All attempts to sort out the mess over the right of abode issue seem to end in more confusion. There is something badly amiss between the mainland and Hong Kong when opinions are divided about the best solution to the problem. Co-operation seems uneven, at best.
We have a situation where 6,000 extra one-way permits were issued across the border in 1996 without the knowledge of the Hong Kong Government. Now we are faced with an influx of thousands of children wishing to claim their legal right to live here. Yet, at the same time as immigration officers are trying to allow more youngsters into the SAR, there is a cut-back to compensate for the over-provision of permits last year. What a fiasco.
More time and effort is taken up trying to sort out the mess than would be required if our efficient civil service was handling the bulk of the work itself, which would be a far more satisfactory way of ensuring fairness. The system needs direction and transparency before it will have any credibility.

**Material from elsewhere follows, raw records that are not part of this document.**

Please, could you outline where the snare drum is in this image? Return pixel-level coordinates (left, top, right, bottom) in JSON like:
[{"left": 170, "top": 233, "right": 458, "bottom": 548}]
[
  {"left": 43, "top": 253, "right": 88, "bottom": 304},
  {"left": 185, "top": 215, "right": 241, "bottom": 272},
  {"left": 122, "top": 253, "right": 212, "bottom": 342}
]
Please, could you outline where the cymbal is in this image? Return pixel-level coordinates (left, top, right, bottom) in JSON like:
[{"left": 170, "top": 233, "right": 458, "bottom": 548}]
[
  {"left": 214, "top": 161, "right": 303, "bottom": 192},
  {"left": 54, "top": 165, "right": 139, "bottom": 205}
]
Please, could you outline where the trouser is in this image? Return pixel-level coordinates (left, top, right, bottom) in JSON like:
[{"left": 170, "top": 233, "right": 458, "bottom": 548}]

The present five-priority group system operated on the mainland needs to be revised. Why give priority to people coming in to care for elderly parents when the SAR has a system to allow old people to return home where they can live in greater comfort on a Hong Kong income? Can people claiming inheritance in Hong Kong have prior claims on the split families divided by the border? From a humane and practical standpoint, there is only one priority. As any sociologist knows, parents and children should be united. It is the best way to ensure youngsters have a secure home life, thus helping them settle and adapt. It will ease the strain on Hong Kong's services and enable fathers to be breadwinners, instead of being dependent on welfare payments.
Concern for separated wives comes a little late in the day. Many have been married for upwards of 15 years. They must have second claim because, for the sake of social stability, families come first.